Across a range of LLMs — new, old, massive, and small — the team found that the largest of large language models (e.g., GPT-4, Claude) were more consistent than smaller, older models. 

However, the team also found that LLMs were most consistent on less controversial topics, like "Thanksgiving," for instance, than they were on more controversial topics, such as "euthanasia.” In fact, the more controversial the topic became, the less consistent the models became. Moore pointed to a series of questions on the less controversial topic of “women’s rights” where the models were more consistent than on hot-button, highly charged issues like “abortion.” 

“If the LLM offers a range of ideas that is reflected in greater inconsistency, that lends itself to the idea that LLMs are, in fact, not biased,” Moore noted. “With our particular methodology, we show that these models are actually incredibly inconsistent on controversial topics.
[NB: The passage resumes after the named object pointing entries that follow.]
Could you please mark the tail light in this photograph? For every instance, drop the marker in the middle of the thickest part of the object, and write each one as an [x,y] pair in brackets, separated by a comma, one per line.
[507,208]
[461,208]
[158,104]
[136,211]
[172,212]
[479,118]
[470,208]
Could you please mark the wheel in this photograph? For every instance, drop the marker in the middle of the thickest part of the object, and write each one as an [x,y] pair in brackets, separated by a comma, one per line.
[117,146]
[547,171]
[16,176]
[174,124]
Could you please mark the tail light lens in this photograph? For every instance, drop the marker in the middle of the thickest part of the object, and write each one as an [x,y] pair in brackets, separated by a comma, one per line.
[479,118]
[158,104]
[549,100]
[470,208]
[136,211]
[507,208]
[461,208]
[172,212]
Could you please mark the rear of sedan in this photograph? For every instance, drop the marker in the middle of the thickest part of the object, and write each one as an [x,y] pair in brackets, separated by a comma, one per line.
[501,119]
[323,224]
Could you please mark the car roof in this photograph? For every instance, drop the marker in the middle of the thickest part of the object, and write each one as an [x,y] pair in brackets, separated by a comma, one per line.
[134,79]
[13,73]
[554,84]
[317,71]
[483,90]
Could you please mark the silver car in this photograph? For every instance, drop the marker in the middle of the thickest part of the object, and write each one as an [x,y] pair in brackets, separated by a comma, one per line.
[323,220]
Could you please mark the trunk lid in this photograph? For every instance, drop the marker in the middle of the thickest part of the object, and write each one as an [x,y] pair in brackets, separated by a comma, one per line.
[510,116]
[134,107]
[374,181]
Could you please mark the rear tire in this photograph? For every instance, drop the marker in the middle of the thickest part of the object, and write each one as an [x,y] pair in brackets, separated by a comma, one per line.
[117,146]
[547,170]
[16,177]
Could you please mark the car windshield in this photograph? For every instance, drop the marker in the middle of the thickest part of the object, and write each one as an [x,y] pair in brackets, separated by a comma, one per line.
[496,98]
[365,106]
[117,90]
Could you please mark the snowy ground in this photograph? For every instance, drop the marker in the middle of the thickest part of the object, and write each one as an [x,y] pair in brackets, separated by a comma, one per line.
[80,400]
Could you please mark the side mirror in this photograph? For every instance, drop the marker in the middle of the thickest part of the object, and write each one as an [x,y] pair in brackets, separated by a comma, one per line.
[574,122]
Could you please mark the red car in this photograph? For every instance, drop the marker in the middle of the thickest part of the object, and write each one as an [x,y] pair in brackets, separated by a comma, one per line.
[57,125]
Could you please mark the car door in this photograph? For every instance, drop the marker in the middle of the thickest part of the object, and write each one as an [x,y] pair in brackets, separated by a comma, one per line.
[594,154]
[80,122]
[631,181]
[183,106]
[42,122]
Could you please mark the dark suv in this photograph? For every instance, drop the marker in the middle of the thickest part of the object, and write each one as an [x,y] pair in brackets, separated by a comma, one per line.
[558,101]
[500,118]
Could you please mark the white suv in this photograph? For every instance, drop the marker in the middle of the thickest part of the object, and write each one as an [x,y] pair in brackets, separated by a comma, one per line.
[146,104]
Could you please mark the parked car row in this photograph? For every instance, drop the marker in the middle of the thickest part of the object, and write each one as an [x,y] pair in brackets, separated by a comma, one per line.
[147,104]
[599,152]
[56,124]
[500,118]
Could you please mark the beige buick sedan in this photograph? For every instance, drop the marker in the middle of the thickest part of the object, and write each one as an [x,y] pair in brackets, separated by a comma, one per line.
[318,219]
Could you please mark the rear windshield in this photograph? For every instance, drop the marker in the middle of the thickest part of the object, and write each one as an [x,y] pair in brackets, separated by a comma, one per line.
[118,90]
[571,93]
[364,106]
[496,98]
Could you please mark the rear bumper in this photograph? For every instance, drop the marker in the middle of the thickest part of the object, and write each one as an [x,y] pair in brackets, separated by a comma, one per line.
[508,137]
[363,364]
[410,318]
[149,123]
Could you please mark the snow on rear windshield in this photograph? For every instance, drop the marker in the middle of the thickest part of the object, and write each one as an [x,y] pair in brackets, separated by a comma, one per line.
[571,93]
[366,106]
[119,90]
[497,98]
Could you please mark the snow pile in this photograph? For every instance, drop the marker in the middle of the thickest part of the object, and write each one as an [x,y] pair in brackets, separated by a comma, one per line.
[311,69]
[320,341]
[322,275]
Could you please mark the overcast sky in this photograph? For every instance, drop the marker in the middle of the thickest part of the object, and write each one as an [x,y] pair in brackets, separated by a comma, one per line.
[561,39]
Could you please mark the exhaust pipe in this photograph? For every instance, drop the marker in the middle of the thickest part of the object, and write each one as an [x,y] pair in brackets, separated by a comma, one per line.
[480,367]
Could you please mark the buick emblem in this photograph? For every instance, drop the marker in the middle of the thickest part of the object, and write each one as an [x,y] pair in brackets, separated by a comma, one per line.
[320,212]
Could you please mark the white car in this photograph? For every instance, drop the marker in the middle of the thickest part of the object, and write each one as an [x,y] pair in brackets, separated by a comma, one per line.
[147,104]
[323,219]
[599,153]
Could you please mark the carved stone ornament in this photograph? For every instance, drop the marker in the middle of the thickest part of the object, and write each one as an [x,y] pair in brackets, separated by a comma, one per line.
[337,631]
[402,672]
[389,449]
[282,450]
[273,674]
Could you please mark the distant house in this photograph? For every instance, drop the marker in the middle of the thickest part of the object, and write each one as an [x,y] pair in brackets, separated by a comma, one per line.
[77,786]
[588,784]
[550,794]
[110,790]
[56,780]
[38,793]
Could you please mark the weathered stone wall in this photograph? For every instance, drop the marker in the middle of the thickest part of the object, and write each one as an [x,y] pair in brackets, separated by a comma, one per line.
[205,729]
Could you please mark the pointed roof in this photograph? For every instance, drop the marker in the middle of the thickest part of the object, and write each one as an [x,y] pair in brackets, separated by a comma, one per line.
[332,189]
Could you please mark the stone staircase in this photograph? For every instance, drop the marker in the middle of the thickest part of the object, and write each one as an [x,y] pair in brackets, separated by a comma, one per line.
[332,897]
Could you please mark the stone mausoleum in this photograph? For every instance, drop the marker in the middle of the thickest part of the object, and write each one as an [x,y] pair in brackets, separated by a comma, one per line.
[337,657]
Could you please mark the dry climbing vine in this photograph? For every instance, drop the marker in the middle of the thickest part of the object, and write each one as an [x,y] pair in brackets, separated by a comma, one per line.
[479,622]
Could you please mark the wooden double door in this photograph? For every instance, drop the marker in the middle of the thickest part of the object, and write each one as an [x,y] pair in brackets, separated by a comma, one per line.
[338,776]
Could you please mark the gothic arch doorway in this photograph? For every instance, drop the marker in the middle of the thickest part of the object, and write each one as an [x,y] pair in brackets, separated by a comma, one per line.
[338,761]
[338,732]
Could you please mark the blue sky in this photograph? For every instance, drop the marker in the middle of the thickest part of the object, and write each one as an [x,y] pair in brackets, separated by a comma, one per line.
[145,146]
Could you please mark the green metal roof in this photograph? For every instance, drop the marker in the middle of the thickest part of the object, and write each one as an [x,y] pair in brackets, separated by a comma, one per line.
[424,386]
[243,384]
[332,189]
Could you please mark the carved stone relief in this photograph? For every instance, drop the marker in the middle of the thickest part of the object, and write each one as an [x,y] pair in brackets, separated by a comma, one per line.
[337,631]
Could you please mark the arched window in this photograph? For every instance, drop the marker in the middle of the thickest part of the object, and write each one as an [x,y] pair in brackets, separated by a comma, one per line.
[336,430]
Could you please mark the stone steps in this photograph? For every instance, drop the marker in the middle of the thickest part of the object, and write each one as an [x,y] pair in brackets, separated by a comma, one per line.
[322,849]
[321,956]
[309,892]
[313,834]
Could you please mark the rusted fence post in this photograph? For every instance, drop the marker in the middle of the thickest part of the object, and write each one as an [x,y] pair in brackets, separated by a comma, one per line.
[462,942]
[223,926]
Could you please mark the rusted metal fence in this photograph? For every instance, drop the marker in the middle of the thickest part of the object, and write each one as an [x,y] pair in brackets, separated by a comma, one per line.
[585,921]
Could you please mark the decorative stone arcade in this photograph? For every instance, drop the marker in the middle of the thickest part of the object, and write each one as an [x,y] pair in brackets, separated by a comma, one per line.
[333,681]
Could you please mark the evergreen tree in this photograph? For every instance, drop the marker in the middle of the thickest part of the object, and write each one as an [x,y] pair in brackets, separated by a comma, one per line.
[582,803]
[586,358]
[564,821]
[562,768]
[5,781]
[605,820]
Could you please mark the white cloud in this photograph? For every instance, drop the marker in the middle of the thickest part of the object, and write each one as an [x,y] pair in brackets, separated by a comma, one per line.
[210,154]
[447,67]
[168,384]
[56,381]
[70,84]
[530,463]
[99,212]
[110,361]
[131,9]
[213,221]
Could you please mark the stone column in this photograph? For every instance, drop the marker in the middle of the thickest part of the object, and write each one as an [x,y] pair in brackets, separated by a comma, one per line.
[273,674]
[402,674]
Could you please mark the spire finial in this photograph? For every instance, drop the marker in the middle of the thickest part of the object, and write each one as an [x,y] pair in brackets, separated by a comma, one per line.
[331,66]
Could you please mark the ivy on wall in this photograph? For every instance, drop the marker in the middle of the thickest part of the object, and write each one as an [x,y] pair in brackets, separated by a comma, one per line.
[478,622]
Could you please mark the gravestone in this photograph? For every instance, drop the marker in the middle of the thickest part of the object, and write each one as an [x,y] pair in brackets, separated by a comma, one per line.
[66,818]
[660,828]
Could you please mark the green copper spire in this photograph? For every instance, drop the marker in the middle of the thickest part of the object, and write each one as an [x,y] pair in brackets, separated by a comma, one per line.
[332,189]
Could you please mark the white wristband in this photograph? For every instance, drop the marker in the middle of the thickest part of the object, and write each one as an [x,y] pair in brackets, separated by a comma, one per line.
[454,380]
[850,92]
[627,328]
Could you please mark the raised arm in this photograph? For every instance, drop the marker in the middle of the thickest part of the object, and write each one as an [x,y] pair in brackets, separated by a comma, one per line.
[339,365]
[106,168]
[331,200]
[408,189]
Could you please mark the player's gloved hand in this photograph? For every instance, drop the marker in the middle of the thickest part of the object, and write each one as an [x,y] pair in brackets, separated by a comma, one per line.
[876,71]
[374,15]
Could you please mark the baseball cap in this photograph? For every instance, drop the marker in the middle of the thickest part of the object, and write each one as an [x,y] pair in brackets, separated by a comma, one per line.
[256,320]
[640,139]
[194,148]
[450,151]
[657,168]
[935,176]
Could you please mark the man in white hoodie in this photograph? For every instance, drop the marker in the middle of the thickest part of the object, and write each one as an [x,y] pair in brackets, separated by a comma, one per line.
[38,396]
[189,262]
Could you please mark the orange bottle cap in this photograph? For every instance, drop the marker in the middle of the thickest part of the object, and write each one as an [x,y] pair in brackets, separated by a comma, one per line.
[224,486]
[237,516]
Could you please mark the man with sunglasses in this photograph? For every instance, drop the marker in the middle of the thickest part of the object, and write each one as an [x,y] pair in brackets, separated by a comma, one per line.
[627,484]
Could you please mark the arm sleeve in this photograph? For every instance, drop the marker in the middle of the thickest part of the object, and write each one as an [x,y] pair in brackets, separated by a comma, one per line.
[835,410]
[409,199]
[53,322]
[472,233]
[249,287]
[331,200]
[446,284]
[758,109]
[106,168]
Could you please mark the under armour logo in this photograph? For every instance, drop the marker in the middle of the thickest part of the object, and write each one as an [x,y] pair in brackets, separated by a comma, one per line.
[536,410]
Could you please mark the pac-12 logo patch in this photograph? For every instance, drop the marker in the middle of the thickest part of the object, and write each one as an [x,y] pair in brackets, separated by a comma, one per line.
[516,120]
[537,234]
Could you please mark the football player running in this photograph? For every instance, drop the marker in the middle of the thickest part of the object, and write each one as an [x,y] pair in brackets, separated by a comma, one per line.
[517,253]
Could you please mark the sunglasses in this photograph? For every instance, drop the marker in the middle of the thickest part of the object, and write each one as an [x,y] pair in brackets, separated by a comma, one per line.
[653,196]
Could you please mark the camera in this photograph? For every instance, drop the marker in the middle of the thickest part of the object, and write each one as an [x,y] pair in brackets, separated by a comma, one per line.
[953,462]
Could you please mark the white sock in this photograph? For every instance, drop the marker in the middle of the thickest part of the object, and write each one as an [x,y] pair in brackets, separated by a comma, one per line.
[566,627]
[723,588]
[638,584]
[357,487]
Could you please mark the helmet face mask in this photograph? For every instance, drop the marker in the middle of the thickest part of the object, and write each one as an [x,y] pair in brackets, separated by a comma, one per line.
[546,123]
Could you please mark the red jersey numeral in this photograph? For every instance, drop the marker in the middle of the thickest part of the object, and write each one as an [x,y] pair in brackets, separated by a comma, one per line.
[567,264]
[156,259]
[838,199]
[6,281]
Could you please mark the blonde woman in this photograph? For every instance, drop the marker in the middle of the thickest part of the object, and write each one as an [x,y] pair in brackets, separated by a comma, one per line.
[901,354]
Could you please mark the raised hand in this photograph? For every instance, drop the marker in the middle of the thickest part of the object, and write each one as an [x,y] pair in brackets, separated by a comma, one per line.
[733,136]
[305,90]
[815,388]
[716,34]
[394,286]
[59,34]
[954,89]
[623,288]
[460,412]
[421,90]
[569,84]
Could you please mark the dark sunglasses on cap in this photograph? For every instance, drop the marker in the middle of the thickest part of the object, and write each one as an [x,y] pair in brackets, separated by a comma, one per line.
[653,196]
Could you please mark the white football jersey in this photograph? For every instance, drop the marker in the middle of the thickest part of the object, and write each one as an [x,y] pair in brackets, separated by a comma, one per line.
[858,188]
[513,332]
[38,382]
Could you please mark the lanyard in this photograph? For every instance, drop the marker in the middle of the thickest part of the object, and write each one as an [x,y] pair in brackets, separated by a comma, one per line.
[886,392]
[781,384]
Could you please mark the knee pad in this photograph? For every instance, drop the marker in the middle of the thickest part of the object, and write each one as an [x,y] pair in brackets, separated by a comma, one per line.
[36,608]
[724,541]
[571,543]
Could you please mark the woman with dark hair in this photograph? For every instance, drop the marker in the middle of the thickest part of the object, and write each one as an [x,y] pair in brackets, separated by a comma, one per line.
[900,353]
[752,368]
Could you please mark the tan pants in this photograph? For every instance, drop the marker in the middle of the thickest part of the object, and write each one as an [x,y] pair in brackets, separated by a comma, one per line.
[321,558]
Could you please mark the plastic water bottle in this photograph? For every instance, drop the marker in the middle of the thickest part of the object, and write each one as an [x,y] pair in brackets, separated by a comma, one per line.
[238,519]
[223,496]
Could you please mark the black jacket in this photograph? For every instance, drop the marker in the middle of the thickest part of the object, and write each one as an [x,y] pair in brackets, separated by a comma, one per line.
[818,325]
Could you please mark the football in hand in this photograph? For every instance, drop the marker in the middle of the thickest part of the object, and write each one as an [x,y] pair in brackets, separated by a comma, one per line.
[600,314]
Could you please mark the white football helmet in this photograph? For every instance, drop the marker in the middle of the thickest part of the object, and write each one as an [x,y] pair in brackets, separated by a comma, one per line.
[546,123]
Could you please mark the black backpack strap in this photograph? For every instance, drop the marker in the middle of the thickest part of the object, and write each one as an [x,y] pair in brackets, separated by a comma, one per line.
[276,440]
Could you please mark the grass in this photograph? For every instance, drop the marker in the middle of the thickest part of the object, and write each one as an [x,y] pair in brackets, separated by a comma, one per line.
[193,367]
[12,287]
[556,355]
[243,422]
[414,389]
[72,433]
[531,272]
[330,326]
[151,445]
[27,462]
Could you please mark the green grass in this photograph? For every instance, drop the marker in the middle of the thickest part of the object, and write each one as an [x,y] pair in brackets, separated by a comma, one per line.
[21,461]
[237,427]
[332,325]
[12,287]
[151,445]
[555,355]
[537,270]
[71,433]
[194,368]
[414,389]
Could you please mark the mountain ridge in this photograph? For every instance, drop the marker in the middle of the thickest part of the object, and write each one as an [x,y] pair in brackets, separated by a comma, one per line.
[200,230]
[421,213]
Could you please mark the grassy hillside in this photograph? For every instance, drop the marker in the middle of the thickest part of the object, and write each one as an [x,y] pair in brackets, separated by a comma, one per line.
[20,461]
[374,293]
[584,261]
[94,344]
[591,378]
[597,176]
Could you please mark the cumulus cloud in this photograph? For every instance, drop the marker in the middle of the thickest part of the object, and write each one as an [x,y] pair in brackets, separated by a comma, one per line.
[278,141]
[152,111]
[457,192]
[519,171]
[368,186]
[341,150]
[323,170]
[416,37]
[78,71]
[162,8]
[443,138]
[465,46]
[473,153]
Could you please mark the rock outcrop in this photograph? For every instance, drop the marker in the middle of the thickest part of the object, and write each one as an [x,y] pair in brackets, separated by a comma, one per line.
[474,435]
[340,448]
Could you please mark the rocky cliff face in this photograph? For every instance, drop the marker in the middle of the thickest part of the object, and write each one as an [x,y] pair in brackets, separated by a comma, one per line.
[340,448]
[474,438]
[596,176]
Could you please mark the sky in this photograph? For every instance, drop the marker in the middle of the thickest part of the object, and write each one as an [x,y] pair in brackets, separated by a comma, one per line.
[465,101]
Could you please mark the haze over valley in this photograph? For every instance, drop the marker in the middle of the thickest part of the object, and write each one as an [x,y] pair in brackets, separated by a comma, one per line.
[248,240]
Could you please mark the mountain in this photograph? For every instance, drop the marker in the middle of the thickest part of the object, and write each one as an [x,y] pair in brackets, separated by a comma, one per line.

So we shouldn't be ascribing these kinds of values to them.”

More Is Better

Moore is now moving forward with research on why models seem to be more consistent on certain topics than on others and evaluating solutions to potential bias.  “Just because I happen to agree that it is a good thing that models universally support, say, women's rights, there might be other topics where I would disagree. How do we determine which values models should have and who should make those decisions?” Moore said.

One solution, he noted, might be encouraging models toward value pluralism, reflecting a range of perspectives rather than presenting a single, albeit consistent, view. 

“Often, we don't want perfect consistency. We don't want models to always express the same positions. You want them to represent a distribution of ideas,” he said.

He thinks his future research might investigate how models can be trained to represent this wider range of views when handling more controversial, value-laden questions where bias is most problematic.

“I'm quite interested in this idea of pluralism because it forces us to address much bigger questions: What do we want our models to be, and how should they behave?” Moore said.